Let $k^*(x)$ be the natural extension of $k(x)$. Let $f$ and $g$ be functions.
$f = O(g) := \frac {f^*(H)} {g^*(H)}$ is finite for all positive unlimited $H$.
$f=\Omega(g) := \frac {g^*(H)} {f^*(H)}$ is finite for all positive unlimited $H$.
$f=\Theta(g):=f=O(g) \wedge f=\Omega(g)$
$f=o(g):=\frac {f^*(H)} {g^*(H)}$ is infinitesimal for all positive unlimited $H$.
$f=\omega(g):=\frac {g^*(H)} {f^*(H)}$ is infinitesimal for all positive unlimited $H$.
I am not familiar with the Omega- and Theta- notations, but the big-O and little-o definitions are correct. There is a bit of an ambiguity in your notation since you didn't specify where $x$ tends to exactly, but I assume $x$ is increasing without bound.

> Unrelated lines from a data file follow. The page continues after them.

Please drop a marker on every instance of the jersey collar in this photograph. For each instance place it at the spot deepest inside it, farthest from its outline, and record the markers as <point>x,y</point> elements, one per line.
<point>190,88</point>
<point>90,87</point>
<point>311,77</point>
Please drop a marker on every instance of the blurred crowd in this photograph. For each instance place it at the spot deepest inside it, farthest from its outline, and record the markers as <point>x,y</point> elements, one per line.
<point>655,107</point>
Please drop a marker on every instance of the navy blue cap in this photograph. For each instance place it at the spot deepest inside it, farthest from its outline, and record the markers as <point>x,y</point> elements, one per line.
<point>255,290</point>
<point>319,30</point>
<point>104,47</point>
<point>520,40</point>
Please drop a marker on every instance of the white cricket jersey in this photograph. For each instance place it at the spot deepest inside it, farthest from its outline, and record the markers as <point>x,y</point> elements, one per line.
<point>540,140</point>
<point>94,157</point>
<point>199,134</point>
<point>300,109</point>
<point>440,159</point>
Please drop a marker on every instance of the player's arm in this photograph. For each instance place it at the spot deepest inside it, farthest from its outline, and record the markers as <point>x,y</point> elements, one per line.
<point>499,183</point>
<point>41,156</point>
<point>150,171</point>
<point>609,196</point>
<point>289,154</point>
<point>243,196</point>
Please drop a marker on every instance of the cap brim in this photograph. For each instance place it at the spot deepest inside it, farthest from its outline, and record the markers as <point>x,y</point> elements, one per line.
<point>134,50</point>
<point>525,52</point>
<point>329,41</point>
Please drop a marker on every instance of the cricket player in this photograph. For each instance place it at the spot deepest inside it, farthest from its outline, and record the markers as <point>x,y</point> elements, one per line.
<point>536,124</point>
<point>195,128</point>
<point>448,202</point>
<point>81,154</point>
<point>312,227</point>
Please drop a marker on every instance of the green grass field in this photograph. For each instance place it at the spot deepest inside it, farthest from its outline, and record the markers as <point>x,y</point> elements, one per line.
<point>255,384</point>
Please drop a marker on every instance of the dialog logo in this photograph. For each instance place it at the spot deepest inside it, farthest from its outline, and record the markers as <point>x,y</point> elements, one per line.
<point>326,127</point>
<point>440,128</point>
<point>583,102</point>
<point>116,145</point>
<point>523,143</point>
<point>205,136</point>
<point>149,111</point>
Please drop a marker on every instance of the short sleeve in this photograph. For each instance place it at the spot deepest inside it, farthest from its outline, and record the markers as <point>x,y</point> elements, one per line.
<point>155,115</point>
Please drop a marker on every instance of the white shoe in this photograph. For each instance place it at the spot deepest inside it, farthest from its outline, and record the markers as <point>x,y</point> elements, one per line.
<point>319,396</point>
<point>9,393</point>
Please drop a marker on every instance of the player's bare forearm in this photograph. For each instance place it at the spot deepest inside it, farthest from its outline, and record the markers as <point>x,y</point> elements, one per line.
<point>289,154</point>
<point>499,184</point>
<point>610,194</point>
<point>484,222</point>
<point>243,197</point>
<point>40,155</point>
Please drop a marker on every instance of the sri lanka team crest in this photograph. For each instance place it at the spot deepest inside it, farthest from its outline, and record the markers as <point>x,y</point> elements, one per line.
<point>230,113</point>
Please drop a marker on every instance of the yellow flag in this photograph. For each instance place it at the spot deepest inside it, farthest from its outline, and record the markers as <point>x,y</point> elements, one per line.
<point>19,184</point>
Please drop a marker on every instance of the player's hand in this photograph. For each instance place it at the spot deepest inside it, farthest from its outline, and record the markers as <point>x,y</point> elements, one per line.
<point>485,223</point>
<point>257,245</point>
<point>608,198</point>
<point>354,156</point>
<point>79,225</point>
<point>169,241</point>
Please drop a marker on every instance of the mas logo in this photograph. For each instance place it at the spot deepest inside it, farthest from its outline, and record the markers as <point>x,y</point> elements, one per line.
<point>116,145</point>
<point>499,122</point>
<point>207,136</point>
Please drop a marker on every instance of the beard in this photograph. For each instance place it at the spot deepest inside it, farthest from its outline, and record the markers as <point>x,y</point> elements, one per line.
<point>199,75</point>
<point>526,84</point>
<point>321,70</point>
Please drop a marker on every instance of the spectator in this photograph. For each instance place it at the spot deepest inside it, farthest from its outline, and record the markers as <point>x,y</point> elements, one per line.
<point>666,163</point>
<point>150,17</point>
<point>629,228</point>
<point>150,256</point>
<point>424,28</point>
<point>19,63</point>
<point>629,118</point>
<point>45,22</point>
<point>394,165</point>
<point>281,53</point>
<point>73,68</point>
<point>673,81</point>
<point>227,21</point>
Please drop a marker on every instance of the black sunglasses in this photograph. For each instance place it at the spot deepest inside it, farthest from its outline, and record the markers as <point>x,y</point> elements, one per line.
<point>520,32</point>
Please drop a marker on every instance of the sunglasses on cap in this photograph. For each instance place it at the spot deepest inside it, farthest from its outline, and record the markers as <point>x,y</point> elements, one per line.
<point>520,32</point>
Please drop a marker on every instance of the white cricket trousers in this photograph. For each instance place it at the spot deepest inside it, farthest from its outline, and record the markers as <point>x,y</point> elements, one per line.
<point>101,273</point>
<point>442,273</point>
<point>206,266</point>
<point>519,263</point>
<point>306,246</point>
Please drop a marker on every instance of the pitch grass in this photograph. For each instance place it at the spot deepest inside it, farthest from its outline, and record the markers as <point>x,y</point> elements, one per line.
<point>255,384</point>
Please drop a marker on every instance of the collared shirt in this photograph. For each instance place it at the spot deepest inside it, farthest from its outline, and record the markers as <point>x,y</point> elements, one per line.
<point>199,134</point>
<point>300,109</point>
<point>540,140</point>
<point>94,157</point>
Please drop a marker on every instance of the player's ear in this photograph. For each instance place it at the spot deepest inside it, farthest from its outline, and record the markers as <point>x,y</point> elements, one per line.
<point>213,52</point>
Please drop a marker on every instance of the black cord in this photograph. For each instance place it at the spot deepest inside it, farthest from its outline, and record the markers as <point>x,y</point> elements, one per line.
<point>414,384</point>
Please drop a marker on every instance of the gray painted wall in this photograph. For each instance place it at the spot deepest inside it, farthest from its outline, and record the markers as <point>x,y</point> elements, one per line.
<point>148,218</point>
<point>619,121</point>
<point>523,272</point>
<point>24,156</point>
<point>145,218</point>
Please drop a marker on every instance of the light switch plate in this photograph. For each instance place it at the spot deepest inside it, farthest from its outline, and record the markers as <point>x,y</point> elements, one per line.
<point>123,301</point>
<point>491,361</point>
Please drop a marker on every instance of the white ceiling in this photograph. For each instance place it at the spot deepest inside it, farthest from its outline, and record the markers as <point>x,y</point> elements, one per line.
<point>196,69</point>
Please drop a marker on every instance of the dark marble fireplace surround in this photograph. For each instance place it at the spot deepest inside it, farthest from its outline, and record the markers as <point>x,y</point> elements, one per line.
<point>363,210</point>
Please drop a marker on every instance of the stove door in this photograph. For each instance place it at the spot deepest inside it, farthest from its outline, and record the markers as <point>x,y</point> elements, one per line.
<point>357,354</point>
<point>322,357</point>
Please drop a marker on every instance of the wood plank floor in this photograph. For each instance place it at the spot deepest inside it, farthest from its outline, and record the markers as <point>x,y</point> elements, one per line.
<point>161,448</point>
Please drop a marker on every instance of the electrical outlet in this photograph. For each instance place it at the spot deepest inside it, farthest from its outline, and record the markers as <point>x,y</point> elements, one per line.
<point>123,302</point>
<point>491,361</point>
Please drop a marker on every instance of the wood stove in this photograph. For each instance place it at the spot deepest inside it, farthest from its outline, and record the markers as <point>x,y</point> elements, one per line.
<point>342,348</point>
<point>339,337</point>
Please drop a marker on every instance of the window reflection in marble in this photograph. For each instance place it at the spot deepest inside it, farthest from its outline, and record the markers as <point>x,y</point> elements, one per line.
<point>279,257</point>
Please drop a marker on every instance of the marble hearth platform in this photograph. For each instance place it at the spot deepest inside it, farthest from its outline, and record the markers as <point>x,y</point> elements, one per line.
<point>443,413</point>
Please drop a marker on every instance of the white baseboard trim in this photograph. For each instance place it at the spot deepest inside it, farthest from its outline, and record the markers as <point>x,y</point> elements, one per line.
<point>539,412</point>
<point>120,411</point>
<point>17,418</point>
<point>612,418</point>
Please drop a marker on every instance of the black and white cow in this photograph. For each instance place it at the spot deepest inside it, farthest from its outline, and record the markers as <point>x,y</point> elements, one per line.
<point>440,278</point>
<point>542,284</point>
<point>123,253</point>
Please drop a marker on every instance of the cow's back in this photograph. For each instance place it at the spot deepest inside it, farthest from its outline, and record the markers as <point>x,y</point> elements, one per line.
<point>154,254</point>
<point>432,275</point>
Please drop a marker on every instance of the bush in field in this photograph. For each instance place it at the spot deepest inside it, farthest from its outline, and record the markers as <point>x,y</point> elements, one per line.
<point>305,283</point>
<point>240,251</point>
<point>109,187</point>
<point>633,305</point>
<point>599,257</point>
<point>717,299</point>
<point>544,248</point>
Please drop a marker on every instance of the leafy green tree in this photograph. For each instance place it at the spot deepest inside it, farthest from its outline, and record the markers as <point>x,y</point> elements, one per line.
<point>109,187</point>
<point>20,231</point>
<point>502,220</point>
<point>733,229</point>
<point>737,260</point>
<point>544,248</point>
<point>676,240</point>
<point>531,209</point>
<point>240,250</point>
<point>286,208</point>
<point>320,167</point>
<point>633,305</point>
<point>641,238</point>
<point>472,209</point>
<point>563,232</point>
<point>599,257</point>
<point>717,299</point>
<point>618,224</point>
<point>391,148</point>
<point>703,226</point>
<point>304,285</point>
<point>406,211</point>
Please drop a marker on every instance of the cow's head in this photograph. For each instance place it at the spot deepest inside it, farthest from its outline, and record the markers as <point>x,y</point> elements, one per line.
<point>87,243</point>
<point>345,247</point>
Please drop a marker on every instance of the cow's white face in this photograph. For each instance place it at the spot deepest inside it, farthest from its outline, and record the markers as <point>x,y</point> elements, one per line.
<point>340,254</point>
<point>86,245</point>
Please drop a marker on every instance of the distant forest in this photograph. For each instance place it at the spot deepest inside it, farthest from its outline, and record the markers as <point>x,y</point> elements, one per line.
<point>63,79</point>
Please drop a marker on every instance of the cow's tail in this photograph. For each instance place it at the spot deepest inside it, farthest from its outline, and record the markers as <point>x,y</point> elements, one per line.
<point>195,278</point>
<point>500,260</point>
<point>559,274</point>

To respond to robjohn's question: as far as comparison between the traditional and the hyperreal approaches, the little-o and big-O example is not particularly enlightening. A better example is the definition of continuity of a function $f$. You are probably aware of the fact that a majority of undergraduates never fully master the traditional $\epsilon,\delta$ definition of continuity. It may come as more of a surprise that Cauchy never defined continuity using $\epsilon,\delta$. In fact, Cauchy defined continuity in terms of the property that an infinitesimal $x$-increment necessarily produces an infinitesimal change in $y=f(x)$. This is what the hyperreal definition says, as well.